La gestion est assurée par le projet de développement local Ha’Bici - Inteliforja, après avoir été mise en adjudication publique par la Direction des Transports de La Havane (DGTPH) il y a quelques mois.

Questions fréquentes sur la vente de vélos à Cuba et son impact sur les transports

Combien de vélos mécaniques seront vendus à Cuba et qui est impliqué dans le projet ?

10 000 bicyclettes mécaniques seront mises en vente en monnaie nationale (CUP) dans le cadre d'un contrat signé entre l'Entreprise Commerciale Axess et l'Entreprise Industrielle Ángel Villarreal Bravo, connue sous le nom de fabrique de bicyclettes Minerva. Cette initiative a été convenue lors de la Foire Internationale des Transports et de la Logistique 2025.

Comment les vélos vendus à Cuba seront-ils distribués et entretenus ?

Les bicyclettes seront disponibles dans l'ensemble du réseau de magasins du pays, y compris sur l'Île de la Jeunesse. Des ateliers provinciaux seront mis en place pour leur réparation et des pièces de rechange comme des pneus et des freins seront vendues. Cependant, aucun détail n'a été donné sur le prix ou les conditions spécifiques de vente.

Quelles sont les préoccupations des Cubains concernant la vente de vélos mécaniques en monnaie nationale ?
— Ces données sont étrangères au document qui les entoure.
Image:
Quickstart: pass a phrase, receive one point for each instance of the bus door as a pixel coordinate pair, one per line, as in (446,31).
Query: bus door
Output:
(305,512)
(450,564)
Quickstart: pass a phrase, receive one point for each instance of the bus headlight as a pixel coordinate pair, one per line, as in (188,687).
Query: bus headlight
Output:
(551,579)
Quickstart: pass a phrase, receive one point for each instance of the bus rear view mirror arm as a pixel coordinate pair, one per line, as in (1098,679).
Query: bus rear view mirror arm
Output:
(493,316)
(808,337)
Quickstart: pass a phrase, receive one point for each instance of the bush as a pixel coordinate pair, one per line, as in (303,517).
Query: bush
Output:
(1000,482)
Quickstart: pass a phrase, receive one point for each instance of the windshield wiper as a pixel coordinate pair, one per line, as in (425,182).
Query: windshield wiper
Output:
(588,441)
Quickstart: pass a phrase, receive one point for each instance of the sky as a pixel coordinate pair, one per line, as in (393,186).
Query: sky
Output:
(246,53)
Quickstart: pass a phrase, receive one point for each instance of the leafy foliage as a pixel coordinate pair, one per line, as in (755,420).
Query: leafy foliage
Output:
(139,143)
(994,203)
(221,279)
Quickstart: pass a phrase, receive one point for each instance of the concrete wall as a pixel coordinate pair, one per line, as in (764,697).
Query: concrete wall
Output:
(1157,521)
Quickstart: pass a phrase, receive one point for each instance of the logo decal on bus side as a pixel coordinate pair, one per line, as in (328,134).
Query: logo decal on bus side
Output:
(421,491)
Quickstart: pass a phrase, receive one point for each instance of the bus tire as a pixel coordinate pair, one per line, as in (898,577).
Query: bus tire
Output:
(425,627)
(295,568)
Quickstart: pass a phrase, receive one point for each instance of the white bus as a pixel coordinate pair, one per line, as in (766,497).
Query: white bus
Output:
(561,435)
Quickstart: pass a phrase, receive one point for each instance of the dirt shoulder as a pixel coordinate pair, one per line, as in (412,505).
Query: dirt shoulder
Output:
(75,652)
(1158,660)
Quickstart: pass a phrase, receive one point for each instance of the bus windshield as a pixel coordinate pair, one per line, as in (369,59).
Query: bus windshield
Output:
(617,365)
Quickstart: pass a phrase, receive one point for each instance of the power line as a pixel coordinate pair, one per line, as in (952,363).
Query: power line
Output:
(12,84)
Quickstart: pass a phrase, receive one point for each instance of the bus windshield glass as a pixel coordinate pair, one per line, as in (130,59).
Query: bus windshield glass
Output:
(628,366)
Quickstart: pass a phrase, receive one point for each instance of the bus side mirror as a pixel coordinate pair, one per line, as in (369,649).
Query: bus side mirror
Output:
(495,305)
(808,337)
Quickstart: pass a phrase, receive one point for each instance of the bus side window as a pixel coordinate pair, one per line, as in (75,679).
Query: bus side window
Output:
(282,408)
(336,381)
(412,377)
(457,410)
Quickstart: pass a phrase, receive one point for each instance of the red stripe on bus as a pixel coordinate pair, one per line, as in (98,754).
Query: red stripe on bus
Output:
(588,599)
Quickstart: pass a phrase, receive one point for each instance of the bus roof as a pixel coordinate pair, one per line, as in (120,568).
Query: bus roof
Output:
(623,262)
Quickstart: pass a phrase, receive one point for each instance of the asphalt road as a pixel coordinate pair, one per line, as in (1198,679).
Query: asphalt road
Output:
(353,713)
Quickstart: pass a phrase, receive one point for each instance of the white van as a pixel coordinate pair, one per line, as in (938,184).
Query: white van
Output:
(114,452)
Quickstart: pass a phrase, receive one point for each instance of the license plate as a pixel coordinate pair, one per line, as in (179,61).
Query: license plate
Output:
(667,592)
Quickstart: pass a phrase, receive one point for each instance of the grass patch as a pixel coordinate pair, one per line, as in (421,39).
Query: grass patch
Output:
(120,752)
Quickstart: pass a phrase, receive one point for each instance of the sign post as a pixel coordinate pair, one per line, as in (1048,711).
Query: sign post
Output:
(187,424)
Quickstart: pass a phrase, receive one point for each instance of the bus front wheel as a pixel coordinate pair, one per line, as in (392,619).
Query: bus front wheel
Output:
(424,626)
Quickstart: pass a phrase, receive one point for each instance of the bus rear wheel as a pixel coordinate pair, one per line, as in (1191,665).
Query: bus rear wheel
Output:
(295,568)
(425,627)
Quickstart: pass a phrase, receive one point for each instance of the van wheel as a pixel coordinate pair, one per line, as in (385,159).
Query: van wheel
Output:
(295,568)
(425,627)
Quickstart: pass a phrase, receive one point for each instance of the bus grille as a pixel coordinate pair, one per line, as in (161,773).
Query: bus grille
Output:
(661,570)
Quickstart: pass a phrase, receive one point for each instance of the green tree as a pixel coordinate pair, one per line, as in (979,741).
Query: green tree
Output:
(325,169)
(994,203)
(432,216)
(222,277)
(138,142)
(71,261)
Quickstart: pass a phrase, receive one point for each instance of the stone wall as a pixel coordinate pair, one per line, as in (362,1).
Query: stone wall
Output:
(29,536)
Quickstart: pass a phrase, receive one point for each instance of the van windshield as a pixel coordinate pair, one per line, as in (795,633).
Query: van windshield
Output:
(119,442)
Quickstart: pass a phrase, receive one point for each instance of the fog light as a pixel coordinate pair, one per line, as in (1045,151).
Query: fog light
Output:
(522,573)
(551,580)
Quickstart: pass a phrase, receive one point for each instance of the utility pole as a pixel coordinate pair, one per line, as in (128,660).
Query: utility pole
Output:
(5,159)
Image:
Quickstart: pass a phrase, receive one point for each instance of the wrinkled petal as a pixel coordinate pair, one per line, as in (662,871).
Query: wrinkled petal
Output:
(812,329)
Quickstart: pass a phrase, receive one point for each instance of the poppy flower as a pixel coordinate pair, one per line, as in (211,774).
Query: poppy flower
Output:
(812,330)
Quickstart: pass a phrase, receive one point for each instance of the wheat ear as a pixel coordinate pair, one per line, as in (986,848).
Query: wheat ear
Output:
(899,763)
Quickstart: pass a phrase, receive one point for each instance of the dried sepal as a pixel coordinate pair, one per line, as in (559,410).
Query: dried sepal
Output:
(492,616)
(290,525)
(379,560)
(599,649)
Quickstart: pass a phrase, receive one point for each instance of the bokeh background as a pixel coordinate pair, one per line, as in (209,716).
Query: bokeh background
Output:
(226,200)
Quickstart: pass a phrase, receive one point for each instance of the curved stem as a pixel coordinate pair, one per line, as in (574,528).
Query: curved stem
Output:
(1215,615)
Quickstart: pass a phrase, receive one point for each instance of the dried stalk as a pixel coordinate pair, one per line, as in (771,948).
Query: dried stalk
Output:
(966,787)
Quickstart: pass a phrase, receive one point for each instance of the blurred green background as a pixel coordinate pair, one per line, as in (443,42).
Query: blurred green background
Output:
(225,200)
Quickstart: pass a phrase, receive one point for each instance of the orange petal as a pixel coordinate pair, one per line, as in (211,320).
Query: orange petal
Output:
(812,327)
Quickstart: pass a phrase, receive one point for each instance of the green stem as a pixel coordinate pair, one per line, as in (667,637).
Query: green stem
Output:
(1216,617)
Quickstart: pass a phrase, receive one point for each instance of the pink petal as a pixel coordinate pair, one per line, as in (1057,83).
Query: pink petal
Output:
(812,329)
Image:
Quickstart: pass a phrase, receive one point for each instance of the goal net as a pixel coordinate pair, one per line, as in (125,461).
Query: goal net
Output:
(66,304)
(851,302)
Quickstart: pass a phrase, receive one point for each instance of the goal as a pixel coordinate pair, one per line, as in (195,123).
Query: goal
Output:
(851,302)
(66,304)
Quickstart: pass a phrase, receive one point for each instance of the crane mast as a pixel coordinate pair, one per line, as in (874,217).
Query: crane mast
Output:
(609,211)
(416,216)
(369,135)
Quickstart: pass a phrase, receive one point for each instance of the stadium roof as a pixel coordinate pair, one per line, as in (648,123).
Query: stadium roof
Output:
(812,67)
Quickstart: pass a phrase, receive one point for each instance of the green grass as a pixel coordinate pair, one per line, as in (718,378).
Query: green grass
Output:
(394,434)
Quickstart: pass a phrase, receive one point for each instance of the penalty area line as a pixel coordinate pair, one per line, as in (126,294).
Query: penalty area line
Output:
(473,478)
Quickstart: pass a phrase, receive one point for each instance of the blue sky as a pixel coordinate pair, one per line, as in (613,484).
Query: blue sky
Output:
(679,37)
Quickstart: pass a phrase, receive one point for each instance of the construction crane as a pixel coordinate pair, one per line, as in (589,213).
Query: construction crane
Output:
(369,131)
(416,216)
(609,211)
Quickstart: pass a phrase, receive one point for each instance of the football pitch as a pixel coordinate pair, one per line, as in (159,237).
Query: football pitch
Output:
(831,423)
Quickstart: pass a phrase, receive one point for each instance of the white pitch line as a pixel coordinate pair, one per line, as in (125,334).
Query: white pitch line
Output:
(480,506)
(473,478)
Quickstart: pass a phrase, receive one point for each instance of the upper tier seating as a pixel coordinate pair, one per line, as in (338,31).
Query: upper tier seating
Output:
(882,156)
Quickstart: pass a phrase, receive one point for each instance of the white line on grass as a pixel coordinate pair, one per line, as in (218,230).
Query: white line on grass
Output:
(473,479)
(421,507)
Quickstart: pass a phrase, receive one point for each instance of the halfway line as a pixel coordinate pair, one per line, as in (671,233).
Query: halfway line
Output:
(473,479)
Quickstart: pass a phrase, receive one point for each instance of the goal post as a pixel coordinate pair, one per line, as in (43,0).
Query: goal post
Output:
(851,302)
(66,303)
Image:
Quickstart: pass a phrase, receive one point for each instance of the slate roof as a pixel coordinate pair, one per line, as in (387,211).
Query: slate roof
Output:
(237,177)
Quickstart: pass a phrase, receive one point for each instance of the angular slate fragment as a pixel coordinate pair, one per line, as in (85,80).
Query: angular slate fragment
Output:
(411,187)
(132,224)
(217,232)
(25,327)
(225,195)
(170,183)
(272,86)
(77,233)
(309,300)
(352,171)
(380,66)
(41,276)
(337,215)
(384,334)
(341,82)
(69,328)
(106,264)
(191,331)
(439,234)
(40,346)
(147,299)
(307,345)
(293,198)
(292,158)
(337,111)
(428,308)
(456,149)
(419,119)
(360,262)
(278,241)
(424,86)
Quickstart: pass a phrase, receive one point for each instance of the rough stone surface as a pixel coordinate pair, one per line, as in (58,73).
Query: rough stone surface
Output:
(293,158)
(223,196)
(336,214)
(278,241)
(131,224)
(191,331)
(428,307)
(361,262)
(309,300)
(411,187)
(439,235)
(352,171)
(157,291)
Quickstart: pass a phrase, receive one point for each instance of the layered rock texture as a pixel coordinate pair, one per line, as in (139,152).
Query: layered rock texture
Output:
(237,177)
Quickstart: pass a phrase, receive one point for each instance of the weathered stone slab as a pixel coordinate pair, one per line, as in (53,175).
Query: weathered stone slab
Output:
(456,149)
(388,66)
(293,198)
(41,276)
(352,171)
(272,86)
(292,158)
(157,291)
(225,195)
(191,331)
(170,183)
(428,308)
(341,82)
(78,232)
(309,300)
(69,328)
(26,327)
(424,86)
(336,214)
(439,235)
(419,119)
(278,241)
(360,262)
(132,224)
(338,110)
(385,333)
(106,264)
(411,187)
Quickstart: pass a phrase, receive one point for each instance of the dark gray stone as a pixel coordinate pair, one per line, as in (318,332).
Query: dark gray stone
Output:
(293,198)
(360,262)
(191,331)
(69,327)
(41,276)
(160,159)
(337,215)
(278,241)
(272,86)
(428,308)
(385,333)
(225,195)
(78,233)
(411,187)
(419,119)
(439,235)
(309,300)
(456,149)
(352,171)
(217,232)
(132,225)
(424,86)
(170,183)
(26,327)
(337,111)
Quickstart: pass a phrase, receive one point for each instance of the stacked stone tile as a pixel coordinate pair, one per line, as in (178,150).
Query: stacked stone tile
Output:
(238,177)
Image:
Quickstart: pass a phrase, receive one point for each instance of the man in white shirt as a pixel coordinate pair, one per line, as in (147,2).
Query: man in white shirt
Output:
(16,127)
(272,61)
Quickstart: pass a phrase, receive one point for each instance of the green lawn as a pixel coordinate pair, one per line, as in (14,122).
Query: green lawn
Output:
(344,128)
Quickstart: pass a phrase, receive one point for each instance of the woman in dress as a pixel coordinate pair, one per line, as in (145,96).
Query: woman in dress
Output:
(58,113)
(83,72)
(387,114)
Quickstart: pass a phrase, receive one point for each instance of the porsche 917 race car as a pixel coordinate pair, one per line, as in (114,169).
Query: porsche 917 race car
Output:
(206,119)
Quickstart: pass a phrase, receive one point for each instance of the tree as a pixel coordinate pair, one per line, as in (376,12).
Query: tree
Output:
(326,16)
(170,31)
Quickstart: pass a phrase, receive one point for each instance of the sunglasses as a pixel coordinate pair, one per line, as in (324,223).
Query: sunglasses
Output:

Il existe des inquiétudes significatives en raison du manque d'informations sur le prix, les conditions de vente et s'il y aura des facilités de paiement échelonné. La méfiance repose sur le fait que les vélos pourraient se retrouver entre les mains de ceux qui n'en ont pas besoin de toute urgence pour travailler, comme cela a été le cas par le passé, et que le schéma de vente ne soit pas accessible à ceux qui survivent avec des salaires en CUP.

Comment cette initiative est-elle liée à la situation actuelle des transports à Cuba ?

La vente de bicyclettes vise à atténuer la grave crise des transports publics à Cuba, où la mobilité quotidienne est devenue un luxe en raison de la pénurie de combustible et des déficiences du service. De plus, le gouvernement cubain a promu la production de tricycles et de bicyclettes électriques comme alternatives durables.